I’ve honestly never really understood this, and understand it even less in the era of cheap hi-res flat-screen displays that can be mounted en masse at every concessions stand. Fans would really rather be able to peer over the heads of people in standing room to see a distant sliver of field than to just watch a TV for the time it takes to wait on cheese fries?
Given how many good seats it takes out of circulation to leave a giant swath of open space in the middle of every deck, this is easily my vote for “most pointless design trend.” When did it start, anyway? Comerica Park, around then?
Interesting, if predictable. A Nonagenarian non-resident (he is and so far as I know always has been a Detroit – well, alright, Grosse Pointe – resident) owner gets more millions from the good folk of NY just for, um, not… well, probably not leaving… at least not right now.
Just wondering… cutting the number of gates by 33%… is this based on casino-nomics? You know, make it hard for people to get into and out of the stadium without exitting through a giftshop/racino/whatever?
“. Fans would really rather be able to peer over the heads of people in standing room to see a distant sliver of field than to just watch a TV for the time it takes to wait on cheese fries?”
That’s exactly what happened at Rogers Centre: They tore out a bunch of seats so that the 100 level concourse has a full view, which kinda opens it up a bit, but people from other sections (like, cough, me) mainly just come around and stand in all the good viewing places for a few innings and eat their ice cream.
The other issue I can recall with RWS is that those sitting in the first row of the “dugout” suites around the stadium generally have to stand if people in the row in front of them are. *plays violin*
Neil/Ty:
I don’t know if there is much in the way of hard data to demonstrate that concourses with an “open view to the field” are more attractive to fans.
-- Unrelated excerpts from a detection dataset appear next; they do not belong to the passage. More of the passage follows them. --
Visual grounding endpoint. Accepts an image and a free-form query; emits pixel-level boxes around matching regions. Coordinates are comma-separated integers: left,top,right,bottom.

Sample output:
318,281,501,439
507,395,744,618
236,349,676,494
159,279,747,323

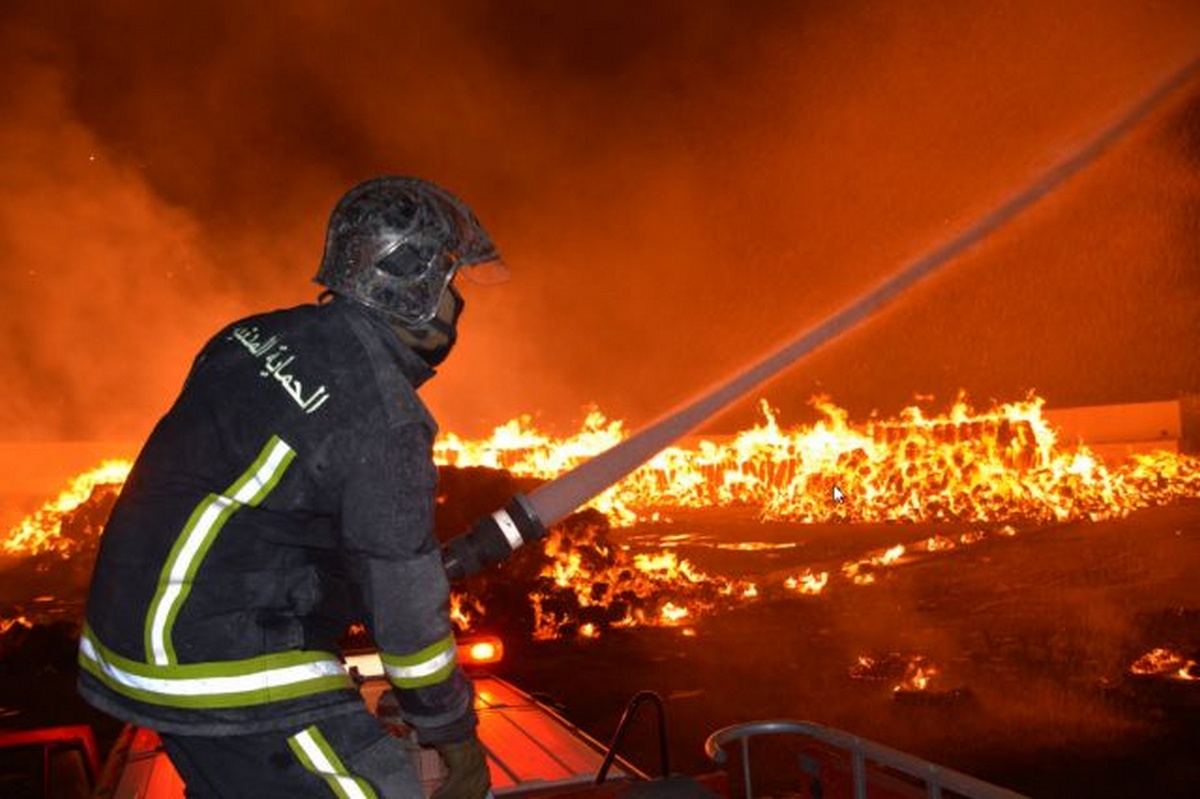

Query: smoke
0,0,1200,453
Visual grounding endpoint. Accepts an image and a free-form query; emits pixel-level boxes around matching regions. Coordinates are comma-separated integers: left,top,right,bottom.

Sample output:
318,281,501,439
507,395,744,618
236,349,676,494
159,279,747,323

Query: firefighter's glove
432,735,492,799
442,494,546,581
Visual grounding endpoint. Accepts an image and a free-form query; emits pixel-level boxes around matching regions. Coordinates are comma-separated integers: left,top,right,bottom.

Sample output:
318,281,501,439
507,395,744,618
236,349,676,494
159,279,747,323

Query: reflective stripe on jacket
79,300,475,743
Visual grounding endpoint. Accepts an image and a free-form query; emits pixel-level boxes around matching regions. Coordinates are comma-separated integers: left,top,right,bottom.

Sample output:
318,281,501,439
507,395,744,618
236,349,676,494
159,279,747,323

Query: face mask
409,286,467,367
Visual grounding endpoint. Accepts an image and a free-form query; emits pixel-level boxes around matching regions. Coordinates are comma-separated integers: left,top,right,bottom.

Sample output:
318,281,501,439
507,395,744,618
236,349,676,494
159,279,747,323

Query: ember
1129,647,1200,680
436,396,1200,523
0,396,1200,643
0,461,132,558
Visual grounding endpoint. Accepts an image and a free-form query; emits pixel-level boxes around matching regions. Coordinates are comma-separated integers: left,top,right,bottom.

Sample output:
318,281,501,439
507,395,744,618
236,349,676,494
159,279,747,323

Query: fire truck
0,637,1022,799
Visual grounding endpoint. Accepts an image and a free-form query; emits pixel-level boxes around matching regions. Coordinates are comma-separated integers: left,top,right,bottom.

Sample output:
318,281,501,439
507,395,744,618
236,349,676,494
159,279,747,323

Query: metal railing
595,691,671,785
704,720,1027,799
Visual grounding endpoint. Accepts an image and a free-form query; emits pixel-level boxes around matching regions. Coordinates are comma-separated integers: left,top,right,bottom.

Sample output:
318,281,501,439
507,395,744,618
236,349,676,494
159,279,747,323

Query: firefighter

I’ve always looked at it from the opposite perspective… that the teams see “concourses with a view” as removing one possible disincentive for fans to leave their seats and stand in line to pay $8 for cardboard nachos with cheese simulant #118 on them.
I doesn’t work for me (I prefer to watch the game on the tvs that now seem to be hung pretty much everywhere in the concourses – increasingly, I prefer staying home and watching on tv period… but that’s another story) instead of trying to see the field while waiting… Obviously, a better option entirely is to get your food near the end or start of a quarter/period whatever… but in a full stadium this can take quite awhile.
I guess what I’m saying is that in my experience, it doesn’t remove a disincentive at all, because you can’t see squat from the concessions area. I guess if something incredibly exciting happened you could abandon your spot on line, dash over to the sliver of field that’s visible from the concourse, and get there just in time to … see the replay on the scoreboard?
I’m guessing if you asked fans, “Would you rather have your seats 30 feet closer to the field, or be able to see a glimpse of green while waiting for hot dogs?” most would take the former. But then, nobody in stadium design ever asks those questions, and nobody in team marketing ever tries to calculate how many fans stay home to watch on TV because the seats at the stadium are too crappy.